As agents are deployed in increasingly critical roles, ensuring that their behavior is consistent with the tasks they are designed to solve becomes both an operational necessity and a safety requirement. This challenge is commonly framed as the alignment problem. This thesis views alignment as comprising two closely related processes: inferring the task objective from direct or indirect signals, and optimizing agent behavior so that its actions are consistent with the inferred objective. When failures arise in either objective inference or behavior optimization, agents may behave ineffectively or unpredictably, leading to both efficacy losses and serious safety risks.
Over the past few decades, the communication of task objectives through signals such as demonstrations, interventions, and preferences has been studied extensively. However, these signals often underspecify the intended task, leading to ambiguity in objective inference in novel scenarios. Even when the objective is correctly inferred, scaling behavior optimization techniques for LLM-based agents remain challenging due to various computational constraints.

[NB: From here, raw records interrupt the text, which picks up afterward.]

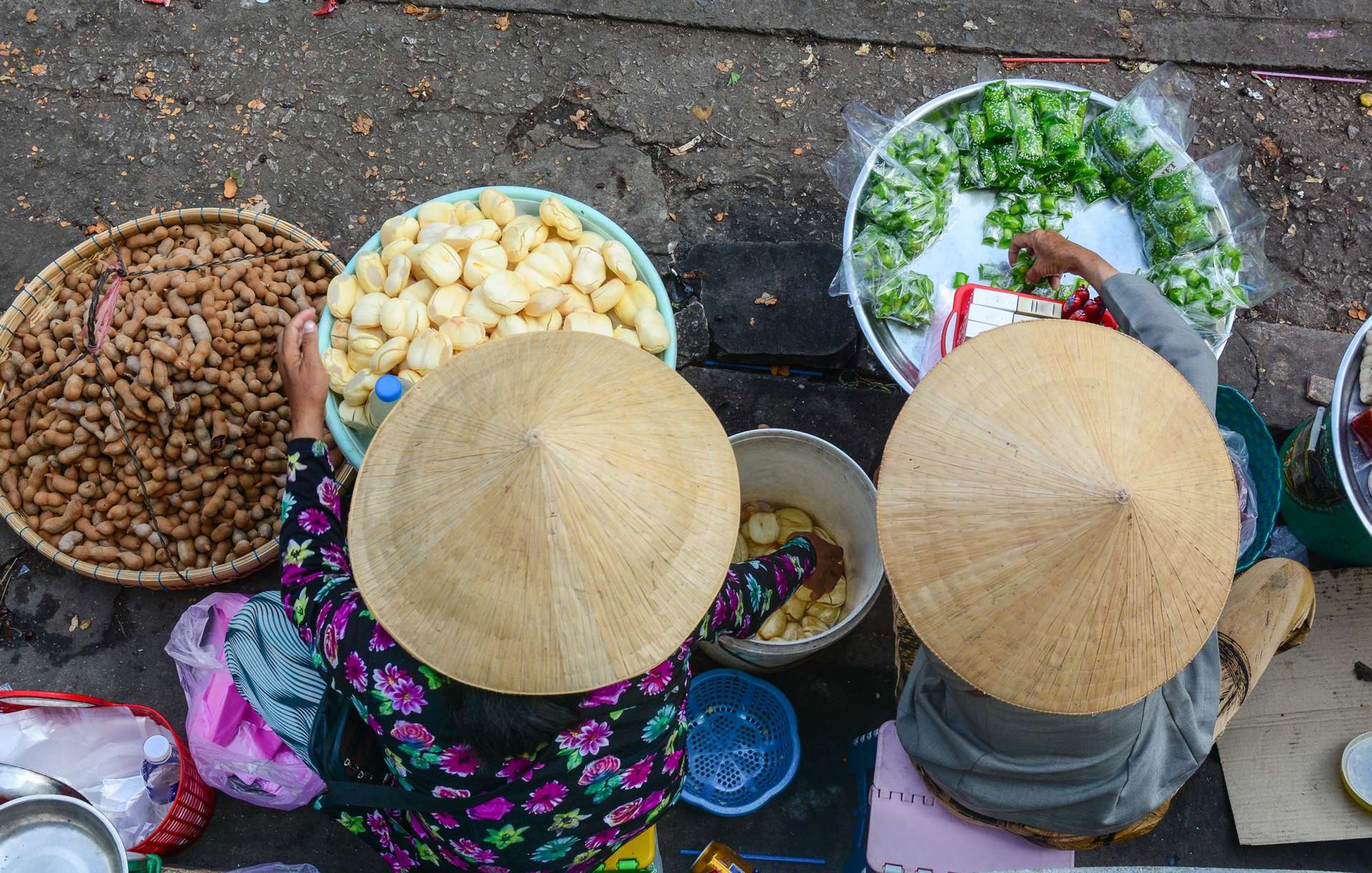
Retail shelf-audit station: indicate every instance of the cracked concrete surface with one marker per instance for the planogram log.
(119, 108)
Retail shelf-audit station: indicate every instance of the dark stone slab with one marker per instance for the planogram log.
(805, 326)
(1272, 363)
(692, 334)
(1266, 35)
(857, 420)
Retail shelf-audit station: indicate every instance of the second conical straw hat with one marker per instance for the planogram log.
(1058, 517)
(545, 514)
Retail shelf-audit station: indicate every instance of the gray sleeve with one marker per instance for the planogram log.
(1149, 317)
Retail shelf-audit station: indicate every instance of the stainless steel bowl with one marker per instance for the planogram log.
(1353, 464)
(17, 781)
(47, 834)
(1105, 227)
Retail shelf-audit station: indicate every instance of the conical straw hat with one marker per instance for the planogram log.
(547, 514)
(1058, 517)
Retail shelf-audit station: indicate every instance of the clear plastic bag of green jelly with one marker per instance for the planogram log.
(1146, 134)
(1207, 286)
(1194, 208)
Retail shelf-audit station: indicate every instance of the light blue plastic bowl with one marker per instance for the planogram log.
(353, 443)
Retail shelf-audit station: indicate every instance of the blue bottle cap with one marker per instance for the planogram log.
(389, 389)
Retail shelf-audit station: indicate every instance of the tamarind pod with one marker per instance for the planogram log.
(202, 436)
(219, 430)
(164, 352)
(72, 389)
(64, 522)
(146, 367)
(57, 440)
(199, 330)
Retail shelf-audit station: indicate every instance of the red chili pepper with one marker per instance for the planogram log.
(1073, 304)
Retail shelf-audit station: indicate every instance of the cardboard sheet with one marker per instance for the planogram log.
(1281, 754)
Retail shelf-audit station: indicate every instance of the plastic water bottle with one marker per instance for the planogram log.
(386, 393)
(161, 770)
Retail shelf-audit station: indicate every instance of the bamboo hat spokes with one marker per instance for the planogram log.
(1058, 517)
(547, 514)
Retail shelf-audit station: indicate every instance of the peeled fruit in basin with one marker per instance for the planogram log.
(763, 528)
(766, 528)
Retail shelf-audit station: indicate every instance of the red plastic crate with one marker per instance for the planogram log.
(194, 801)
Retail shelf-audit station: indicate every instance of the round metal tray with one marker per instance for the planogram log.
(1105, 227)
(1355, 466)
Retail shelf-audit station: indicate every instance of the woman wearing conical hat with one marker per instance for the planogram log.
(1060, 525)
(490, 669)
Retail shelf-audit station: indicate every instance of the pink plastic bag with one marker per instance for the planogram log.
(232, 746)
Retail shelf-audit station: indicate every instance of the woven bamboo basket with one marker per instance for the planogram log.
(35, 300)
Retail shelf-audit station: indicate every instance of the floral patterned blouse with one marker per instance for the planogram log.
(566, 805)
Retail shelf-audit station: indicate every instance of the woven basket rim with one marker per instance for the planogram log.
(49, 282)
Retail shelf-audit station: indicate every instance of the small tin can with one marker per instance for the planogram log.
(720, 858)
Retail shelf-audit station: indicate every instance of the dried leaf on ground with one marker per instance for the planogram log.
(681, 150)
(423, 91)
(426, 13)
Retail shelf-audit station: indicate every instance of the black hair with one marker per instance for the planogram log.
(506, 725)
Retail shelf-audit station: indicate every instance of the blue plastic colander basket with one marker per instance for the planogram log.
(743, 747)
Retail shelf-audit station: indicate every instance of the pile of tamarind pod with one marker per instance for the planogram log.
(191, 360)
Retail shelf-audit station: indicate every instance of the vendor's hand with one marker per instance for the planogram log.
(302, 375)
(829, 566)
(1055, 256)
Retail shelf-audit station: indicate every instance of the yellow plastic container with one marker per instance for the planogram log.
(1356, 769)
(638, 854)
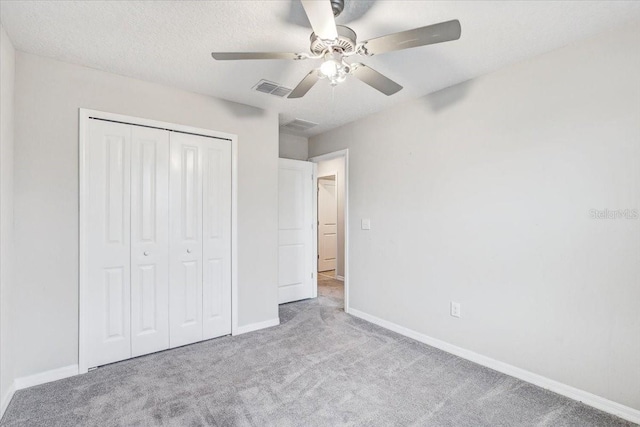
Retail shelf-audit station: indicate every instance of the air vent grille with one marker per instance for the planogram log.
(272, 88)
(299, 125)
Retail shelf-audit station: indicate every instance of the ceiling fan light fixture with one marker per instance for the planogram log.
(330, 68)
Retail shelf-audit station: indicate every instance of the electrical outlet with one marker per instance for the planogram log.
(455, 309)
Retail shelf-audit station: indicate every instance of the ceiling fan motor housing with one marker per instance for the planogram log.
(337, 6)
(346, 41)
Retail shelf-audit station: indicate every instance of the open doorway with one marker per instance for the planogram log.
(331, 187)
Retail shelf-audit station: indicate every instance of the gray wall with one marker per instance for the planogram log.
(48, 95)
(7, 74)
(337, 166)
(293, 147)
(481, 193)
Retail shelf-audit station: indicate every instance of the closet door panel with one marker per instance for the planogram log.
(149, 240)
(185, 247)
(107, 157)
(216, 238)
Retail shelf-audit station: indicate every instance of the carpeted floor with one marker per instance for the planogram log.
(321, 367)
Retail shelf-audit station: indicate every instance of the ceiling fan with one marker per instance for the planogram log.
(335, 43)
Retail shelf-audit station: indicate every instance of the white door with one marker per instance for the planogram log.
(296, 229)
(108, 258)
(327, 224)
(216, 227)
(200, 238)
(149, 240)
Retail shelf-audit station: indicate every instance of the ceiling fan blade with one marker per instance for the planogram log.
(431, 34)
(375, 79)
(229, 56)
(321, 18)
(304, 86)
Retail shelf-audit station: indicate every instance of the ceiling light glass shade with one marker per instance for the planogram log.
(330, 68)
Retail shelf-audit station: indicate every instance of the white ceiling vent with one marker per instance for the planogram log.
(299, 125)
(271, 88)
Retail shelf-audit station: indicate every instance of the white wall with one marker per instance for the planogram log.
(48, 95)
(293, 147)
(7, 74)
(481, 193)
(330, 167)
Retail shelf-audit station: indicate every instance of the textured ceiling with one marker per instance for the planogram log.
(170, 42)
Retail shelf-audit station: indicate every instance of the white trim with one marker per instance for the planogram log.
(257, 326)
(46, 377)
(334, 155)
(234, 235)
(6, 399)
(585, 397)
(84, 115)
(314, 231)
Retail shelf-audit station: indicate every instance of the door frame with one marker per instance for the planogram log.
(318, 178)
(84, 115)
(330, 156)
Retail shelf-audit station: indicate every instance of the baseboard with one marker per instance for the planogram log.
(256, 326)
(45, 377)
(585, 397)
(6, 399)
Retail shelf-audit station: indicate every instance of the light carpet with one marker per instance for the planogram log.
(320, 367)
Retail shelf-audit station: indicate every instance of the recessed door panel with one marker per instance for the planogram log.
(149, 240)
(185, 246)
(216, 291)
(108, 264)
(295, 235)
(327, 224)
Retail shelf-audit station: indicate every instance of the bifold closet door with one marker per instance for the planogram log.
(200, 238)
(149, 240)
(108, 231)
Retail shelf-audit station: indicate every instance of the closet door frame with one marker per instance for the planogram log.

This thesis addresses both specification and scalability challenges in agentic system alignment. First, methods are introduced to improve the specification of commonly used signals, such as interventions and pairwise preferences, for objective inference. This is achieved by augmenting these signals with the reasoning processes that generate them, and by designing novel objective inference methods that leverage the augmented signals. Second, scalable approaches are developed for optimizing agent behavior under computational constraints, including efficient prompt optimization and reinforcement learning techniques for both single-agent and multi-agent settings.